El padre Bernard deseaba que aún viéramos muchos más frescos, por si no
habíamos tenido bastante. Esta vez se trataba de aquellos que Andrea del Pozzo
pintó para adornar la “Galleria Prospettica”. Magníficos. Esa es la verdad, pero
demasiados para una sola sesión.
He
cenado en casa de César: conservas en lata, salami, queso italiano, mortadela y
cerveza. Después, para bajar la cena, hemos dado una vuelta por los alrededores.

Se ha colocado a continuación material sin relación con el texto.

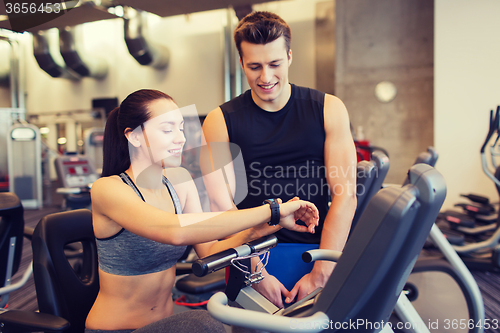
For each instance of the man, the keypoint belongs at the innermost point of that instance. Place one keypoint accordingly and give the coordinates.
(294, 141)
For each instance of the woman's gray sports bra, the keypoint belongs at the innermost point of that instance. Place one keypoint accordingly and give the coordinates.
(126, 253)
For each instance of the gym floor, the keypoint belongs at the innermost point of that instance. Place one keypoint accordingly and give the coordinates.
(25, 298)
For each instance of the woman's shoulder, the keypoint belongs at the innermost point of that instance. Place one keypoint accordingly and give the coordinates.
(177, 175)
(108, 185)
(103, 182)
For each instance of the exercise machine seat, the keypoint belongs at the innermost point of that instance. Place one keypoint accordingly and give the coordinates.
(61, 290)
(11, 237)
(369, 178)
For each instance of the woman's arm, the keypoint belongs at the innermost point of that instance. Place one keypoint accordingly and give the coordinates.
(115, 200)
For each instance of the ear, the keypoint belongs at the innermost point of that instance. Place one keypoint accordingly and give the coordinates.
(132, 137)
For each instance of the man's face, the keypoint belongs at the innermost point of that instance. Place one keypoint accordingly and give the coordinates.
(266, 68)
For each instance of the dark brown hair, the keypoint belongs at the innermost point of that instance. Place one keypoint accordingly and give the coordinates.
(262, 28)
(132, 113)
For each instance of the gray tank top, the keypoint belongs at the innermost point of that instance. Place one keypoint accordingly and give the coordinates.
(126, 253)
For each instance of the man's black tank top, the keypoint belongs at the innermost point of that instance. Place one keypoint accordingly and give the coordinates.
(283, 152)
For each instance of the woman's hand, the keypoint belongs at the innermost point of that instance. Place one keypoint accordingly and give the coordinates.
(296, 209)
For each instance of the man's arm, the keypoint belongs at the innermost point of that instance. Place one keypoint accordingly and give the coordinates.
(221, 189)
(340, 163)
(216, 162)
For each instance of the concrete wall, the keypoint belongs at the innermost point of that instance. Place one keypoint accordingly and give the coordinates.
(466, 88)
(387, 40)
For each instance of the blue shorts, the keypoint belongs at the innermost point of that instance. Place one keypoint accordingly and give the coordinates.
(285, 262)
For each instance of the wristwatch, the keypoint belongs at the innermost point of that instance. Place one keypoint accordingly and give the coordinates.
(275, 211)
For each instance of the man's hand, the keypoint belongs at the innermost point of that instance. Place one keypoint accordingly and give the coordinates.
(296, 209)
(271, 289)
(310, 282)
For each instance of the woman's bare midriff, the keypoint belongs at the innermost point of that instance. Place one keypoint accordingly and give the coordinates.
(131, 302)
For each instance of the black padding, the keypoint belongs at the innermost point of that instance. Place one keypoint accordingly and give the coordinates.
(11, 226)
(61, 291)
(369, 178)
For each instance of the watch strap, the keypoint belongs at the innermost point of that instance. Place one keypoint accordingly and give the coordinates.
(275, 211)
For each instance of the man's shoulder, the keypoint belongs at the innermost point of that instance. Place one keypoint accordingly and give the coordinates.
(236, 103)
(309, 93)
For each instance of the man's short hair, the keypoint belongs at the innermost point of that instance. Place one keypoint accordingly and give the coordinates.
(262, 28)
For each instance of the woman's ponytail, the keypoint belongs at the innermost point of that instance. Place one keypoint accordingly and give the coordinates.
(116, 157)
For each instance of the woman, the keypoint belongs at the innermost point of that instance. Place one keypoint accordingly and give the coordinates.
(139, 228)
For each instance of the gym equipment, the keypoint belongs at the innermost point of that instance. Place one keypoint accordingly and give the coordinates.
(76, 174)
(370, 273)
(369, 178)
(449, 263)
(370, 183)
(11, 245)
(24, 151)
(484, 253)
(11, 240)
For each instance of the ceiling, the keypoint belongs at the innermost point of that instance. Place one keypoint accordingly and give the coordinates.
(88, 11)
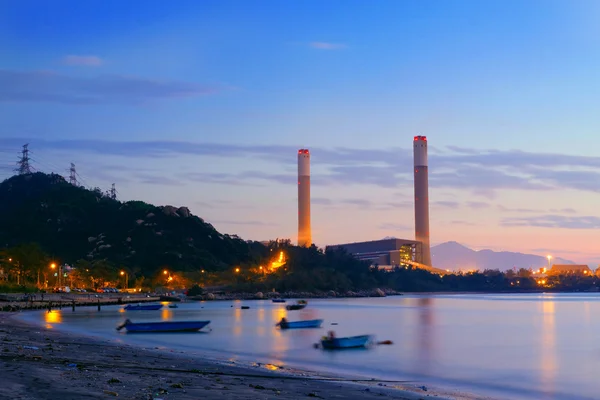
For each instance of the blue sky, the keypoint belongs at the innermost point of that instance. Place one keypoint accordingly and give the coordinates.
(204, 104)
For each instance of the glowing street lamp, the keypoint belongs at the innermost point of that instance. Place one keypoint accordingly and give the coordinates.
(53, 266)
(126, 275)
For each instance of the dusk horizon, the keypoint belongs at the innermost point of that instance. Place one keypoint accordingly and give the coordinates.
(205, 105)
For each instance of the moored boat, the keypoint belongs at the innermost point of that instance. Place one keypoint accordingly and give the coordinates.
(163, 326)
(298, 306)
(331, 342)
(312, 323)
(142, 307)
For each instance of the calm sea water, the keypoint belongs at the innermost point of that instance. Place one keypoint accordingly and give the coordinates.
(531, 346)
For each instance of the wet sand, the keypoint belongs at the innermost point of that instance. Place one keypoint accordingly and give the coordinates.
(42, 363)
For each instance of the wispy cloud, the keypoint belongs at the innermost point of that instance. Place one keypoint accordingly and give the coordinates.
(327, 45)
(321, 201)
(463, 223)
(477, 205)
(158, 180)
(555, 221)
(234, 222)
(87, 61)
(390, 226)
(50, 87)
(531, 210)
(481, 172)
(446, 204)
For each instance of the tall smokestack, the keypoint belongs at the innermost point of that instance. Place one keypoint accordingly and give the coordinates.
(304, 232)
(422, 198)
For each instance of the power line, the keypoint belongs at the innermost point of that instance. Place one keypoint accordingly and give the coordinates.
(73, 175)
(23, 164)
(113, 192)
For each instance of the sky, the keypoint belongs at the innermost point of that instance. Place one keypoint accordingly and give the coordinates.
(204, 104)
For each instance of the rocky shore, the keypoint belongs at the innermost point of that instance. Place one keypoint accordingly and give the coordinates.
(296, 295)
(42, 363)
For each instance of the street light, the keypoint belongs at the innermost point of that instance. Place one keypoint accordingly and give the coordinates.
(123, 273)
(53, 266)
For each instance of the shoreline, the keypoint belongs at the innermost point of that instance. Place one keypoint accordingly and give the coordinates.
(67, 365)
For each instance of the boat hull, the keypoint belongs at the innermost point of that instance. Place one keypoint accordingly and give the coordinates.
(143, 307)
(293, 307)
(313, 323)
(346, 342)
(167, 326)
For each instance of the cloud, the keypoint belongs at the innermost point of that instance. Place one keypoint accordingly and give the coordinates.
(321, 201)
(531, 210)
(517, 210)
(50, 87)
(477, 205)
(555, 221)
(158, 180)
(327, 46)
(446, 204)
(390, 226)
(87, 61)
(240, 222)
(481, 172)
(358, 202)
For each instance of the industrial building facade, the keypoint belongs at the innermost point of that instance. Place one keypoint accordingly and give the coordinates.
(385, 252)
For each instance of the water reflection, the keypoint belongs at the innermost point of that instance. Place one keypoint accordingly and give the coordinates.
(166, 314)
(53, 317)
(425, 335)
(548, 362)
(237, 318)
(280, 341)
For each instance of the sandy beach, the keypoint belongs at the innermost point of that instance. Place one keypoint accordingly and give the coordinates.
(42, 363)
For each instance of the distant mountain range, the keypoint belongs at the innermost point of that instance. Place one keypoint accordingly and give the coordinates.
(455, 256)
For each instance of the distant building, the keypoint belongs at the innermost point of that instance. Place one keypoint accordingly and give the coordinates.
(385, 252)
(565, 269)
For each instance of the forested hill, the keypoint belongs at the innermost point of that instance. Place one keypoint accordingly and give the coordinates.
(72, 223)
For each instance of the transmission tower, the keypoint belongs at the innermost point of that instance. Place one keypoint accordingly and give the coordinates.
(113, 192)
(73, 175)
(23, 164)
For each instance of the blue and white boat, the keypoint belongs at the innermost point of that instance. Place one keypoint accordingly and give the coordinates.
(142, 307)
(350, 342)
(312, 323)
(163, 326)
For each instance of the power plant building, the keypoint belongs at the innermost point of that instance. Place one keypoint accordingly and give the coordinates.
(385, 252)
(304, 230)
(396, 252)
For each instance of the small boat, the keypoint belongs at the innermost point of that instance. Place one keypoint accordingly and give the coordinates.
(298, 306)
(169, 298)
(164, 326)
(332, 343)
(142, 307)
(313, 323)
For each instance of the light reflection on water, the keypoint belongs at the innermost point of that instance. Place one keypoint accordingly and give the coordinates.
(532, 346)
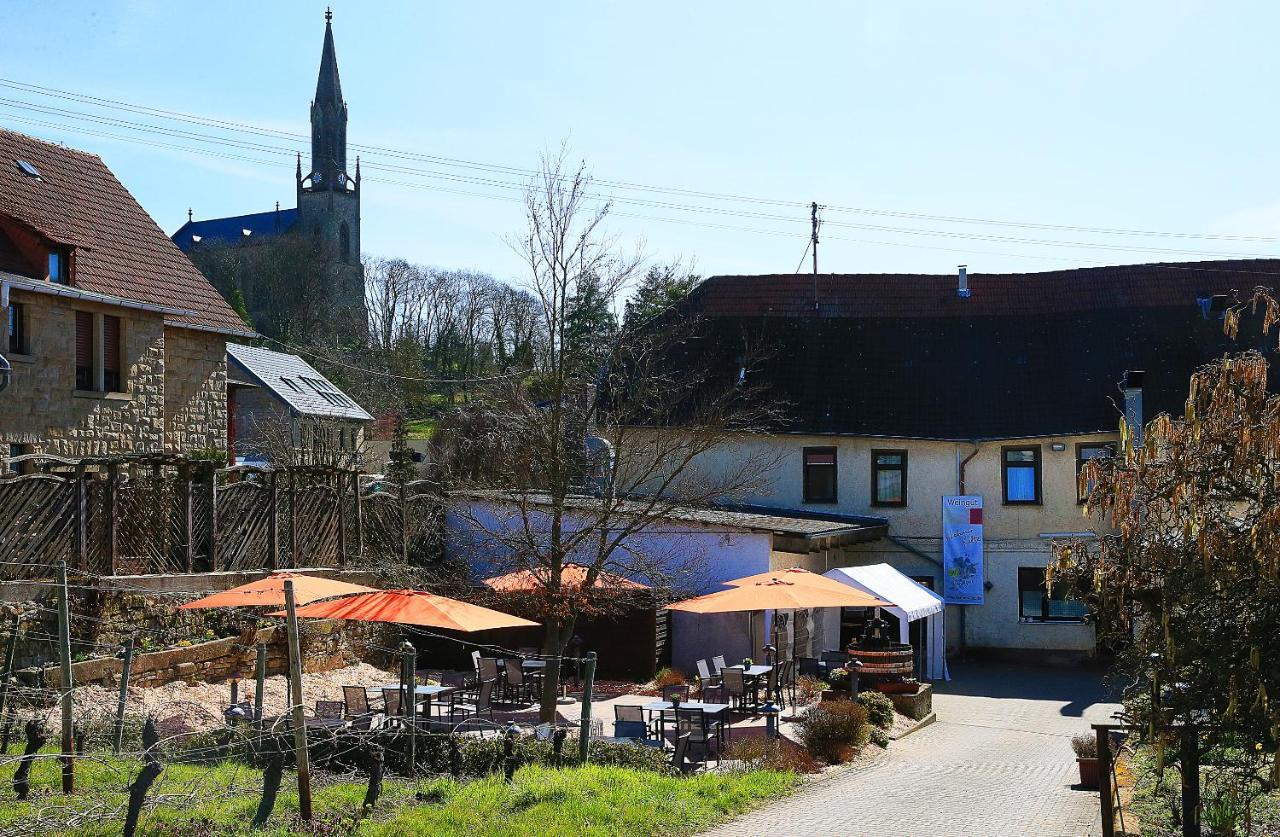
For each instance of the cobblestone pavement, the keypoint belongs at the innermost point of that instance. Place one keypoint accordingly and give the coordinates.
(996, 763)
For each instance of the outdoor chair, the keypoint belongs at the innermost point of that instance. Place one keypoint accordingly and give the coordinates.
(675, 689)
(735, 687)
(517, 685)
(481, 703)
(691, 725)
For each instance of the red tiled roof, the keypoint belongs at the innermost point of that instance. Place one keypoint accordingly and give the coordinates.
(992, 294)
(119, 248)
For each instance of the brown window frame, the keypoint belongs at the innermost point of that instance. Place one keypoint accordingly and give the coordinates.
(1079, 462)
(835, 474)
(1037, 463)
(877, 467)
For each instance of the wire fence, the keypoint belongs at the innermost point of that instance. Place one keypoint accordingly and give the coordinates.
(142, 515)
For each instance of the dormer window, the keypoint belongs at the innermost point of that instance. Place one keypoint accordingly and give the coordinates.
(58, 266)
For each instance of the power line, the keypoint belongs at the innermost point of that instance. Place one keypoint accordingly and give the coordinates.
(622, 184)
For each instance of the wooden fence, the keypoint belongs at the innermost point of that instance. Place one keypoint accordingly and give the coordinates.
(167, 513)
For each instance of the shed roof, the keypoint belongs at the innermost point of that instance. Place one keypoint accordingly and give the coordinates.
(295, 382)
(119, 251)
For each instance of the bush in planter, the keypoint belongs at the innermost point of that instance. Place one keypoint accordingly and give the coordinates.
(835, 730)
(880, 708)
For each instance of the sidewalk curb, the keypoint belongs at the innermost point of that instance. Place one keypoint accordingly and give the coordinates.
(920, 725)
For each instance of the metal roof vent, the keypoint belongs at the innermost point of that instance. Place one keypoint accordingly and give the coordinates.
(30, 170)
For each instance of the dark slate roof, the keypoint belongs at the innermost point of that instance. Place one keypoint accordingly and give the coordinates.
(118, 248)
(295, 382)
(231, 231)
(1025, 355)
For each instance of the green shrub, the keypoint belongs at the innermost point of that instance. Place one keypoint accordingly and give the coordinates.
(880, 708)
(835, 730)
(764, 754)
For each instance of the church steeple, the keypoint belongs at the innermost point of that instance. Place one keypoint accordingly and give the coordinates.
(328, 122)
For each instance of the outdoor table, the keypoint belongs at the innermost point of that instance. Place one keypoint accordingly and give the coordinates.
(753, 676)
(423, 691)
(718, 713)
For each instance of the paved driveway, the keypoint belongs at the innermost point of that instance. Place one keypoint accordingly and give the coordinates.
(996, 763)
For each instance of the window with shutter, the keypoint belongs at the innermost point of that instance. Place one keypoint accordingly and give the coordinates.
(85, 351)
(112, 378)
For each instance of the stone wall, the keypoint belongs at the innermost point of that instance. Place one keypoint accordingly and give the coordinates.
(195, 392)
(44, 411)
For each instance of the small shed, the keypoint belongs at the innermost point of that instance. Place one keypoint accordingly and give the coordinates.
(912, 602)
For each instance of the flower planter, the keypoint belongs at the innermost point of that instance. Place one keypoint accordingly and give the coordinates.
(1088, 772)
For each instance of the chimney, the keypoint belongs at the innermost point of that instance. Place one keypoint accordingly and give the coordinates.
(1133, 403)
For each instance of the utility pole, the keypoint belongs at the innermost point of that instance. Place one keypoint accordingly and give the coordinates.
(300, 727)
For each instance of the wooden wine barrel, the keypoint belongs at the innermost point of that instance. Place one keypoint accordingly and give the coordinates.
(894, 661)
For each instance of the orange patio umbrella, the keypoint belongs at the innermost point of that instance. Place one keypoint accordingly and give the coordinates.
(270, 591)
(571, 576)
(414, 607)
(776, 594)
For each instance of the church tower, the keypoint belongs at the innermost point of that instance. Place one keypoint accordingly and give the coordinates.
(329, 197)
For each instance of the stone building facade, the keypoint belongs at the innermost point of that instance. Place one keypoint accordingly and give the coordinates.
(117, 343)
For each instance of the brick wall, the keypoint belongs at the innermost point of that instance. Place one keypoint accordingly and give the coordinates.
(195, 392)
(42, 410)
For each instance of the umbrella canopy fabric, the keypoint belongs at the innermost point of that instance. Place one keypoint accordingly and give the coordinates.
(270, 591)
(415, 607)
(794, 575)
(777, 595)
(571, 576)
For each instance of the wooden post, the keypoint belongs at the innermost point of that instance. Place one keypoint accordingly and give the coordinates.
(124, 695)
(1107, 804)
(360, 521)
(81, 517)
(408, 699)
(113, 478)
(10, 652)
(341, 476)
(300, 727)
(259, 684)
(403, 525)
(1189, 768)
(584, 736)
(293, 518)
(187, 524)
(64, 646)
(213, 516)
(273, 534)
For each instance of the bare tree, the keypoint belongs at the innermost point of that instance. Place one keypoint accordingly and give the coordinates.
(574, 462)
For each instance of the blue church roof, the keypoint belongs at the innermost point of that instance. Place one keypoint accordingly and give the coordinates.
(228, 231)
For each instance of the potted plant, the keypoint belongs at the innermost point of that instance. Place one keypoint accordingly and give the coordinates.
(1087, 758)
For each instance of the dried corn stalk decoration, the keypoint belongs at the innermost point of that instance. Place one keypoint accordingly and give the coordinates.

Ya era de noche y entramos a tomar otro par de “cappuccinos” en el “Caffé Greco”,
donde un artista llamado Stellazio Banelliezi no para de pintar, una y otra
vez, todos los rincones y ambientes del café. Le compramos un par de cuadros
por poco dinero.
Seguimos
nuestra caminata nocturna. Entonces me acordé de lo que escribió Goethe en su
“Viaje a Italia”: “¿Cómo transmitir la belleza de un paseo por Roma a la luz de
la luna?” Por supuesto que también recordé la película de Sorrentino. Nunca lo
hubiera imaginado, pero nuestro paseo nocturno nos llevó, por iniciativa de
César, a casa de una buena amiga suya. La casa estaba algo lejos, junto a la
“Piazza Navona”, pero la caminata resultó de lo más emocionante. Recorrimos unas
calles muy hermosas y entrañables, llenas de palacios renacentistas y casas
señoriales.
La
amiga de César se llama Isabella, de unos cincuenta años, una belleza bien cuidada y
llamativa. Nos pasó a un salón de paredes llenas de espejos con marcos dorados
y unos sillones y sofás tapizados de seda roja. Bebimos güisqui con hielo y
soda. Enseguida imaginé donde estábamos. Y es que al instante la estancia se
llenó de chicas jóvenes. Aquello era un maldito burdel romano.
Confieso
que ha sido una noche maravillosa. La loba que eligió César se llama Valeria y
la mía Galatea. Los cuatro hemos quedado mañana, a la una en punto, en “Campo
dei Fiori”, bajo la estatua de Giordano Bruno. Ha dicho César que comeremos en
el restaurante “Carbonara”, donde según él ponen las mejores alcachofas de
Roma. Nunca supuse que este hombre fuera tan rijoso y putañero. Son las cuatro
de la madrugada, pero tantas tazas de café me han robado el sueño.